Op-ed: The Gay Clones Everyone Knows
One of the benefits of employment with Here Media and The Advocate is having the latter’s irreplaceable 46-year-old archive at my disposal. I’ve certainly read about Anita Bryant’s pie to the face and Barney Frank’s youthful(ish) indiscretions, but what really gets me into a time warp k-hole are the now-discontinued personals and advertisements for bars, clubs, and “spas”; you get to see how gay men really presented themselves and what the often-warped standard of beauty was.
If the issue is from the ’60s, the featured guys are smooth, muscled, and white (diversity wasn’t our strong suit back then). In the Me Decade, a stroll down Castro Street would not be complete with a mustache, mutton chops, untamed body hair, and painted-on jeans. By the ’80s, mustaches were out and mullets in. The ’90s brought us not only “don’t ask, don’t tell,” but floppy hair and overgrown stubble. Filthiness was mostly gone from The Advocate by the Aughts, but it’s clear that the previous decade saw incredible advances in hair product technology. (Get lost in our past covers here.)

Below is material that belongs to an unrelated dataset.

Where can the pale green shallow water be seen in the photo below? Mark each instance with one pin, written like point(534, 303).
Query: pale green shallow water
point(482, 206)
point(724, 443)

There is certainly a clone “look” that still permeates gay male culture; specific styles that identify someone as a card-carrying homosexual, whether that’s the intention or not. How will the clone look of the Teens be recalled (and undoubtedly laughed about)? Since I haven’t been to a gay bar in six months (too much effort), I decided to peruse Out.com — our sister site and arbiter of gayville — to see what the predominant gay look is these days.
This all sounded familiar. I walked to the bathroom and looked at the gay man in the mirror. Facial hair just a few days away from turning into a crumb net: check. Tousled peaks of hair as viscous as dough thanks to $20 pomade: check. Snug polo shirt with bicep-exposing sleeves and wisps of chest hair sprouting from collar: check. Jeans so tight they’ve actually ripped and been sewn up by a professional: check. A clone stared back at me. In honor of the realization of my sameness, I snapped a photo: more than scruff, pomade, and polos, the selfie will likely be the enduring gay look of the 2010s.